I want to compare two fields of two files, such as follows:
Compare the 2nd filed of file one with the 1st field of file two, print the match (even if the match is repeated) and all the columns of file one and two.
File 1:
G4 b45 3 4
G4 b45 1 3
G3 b23 2 2
G3 b22 2 6
G3 b22 2 4
File 2:
b45 a b c
b64 d e f
b23 g h i
b22 j k l
b20 m n o
Output:
G4 b45 a b c 3 4
G4 b45 a b c 1 3
G3 b23 g h i 2 2
G3 b22 j k l 2 6
G3 b22 j k l 2 4
I have tried this with the following awk command using associative arrays:
awk 'FNR==NR {array1[$2] = $1 ; arrayrest[$2] = substr($0, index($0, $2)); next}($1 in array1) {print array1[$1] "\t" $0 "\t" arrayrest[$1]}' file1 file2
But there are two problems:
- It does not print the lines if the match is repeated while I want them to be printed.

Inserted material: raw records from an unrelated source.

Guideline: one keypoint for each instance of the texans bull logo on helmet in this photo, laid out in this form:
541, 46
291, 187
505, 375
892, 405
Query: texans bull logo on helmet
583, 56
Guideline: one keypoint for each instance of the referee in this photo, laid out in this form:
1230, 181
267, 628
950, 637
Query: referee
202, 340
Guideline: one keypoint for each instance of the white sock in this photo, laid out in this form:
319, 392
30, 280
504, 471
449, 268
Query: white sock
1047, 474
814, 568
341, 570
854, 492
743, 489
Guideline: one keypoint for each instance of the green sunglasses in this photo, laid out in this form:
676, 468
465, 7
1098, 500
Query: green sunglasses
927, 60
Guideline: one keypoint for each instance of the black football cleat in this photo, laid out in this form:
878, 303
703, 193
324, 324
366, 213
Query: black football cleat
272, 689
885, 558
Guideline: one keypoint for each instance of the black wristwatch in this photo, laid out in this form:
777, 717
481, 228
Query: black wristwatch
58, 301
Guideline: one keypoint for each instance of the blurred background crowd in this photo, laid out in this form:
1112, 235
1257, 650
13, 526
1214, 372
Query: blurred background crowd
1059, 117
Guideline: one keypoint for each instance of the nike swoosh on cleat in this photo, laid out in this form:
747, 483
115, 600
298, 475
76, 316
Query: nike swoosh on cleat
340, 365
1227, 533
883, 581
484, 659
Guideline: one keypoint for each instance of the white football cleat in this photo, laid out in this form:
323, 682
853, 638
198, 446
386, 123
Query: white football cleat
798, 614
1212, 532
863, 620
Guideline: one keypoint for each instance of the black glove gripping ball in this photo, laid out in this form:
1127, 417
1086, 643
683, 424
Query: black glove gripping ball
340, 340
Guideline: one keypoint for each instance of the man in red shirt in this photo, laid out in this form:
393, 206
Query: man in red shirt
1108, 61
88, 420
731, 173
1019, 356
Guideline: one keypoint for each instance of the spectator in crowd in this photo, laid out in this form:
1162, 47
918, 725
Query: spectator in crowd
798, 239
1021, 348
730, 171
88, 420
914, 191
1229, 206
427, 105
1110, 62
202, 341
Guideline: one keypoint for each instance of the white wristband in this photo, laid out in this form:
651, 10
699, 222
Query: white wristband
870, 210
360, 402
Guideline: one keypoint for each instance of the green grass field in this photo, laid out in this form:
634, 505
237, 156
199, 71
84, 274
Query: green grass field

- It repeats the first field of file two in the output.
How could I make this awk command work nicely? Thanks in advance.
Not quite the exact output formatting you want but the right output contents.
awk 'FNR==NR{seen[$1]=$0; next} ($2 in seen) {$2=seen[$2]}7' file2 file1
Add | column -t
to get more consistent column spacing.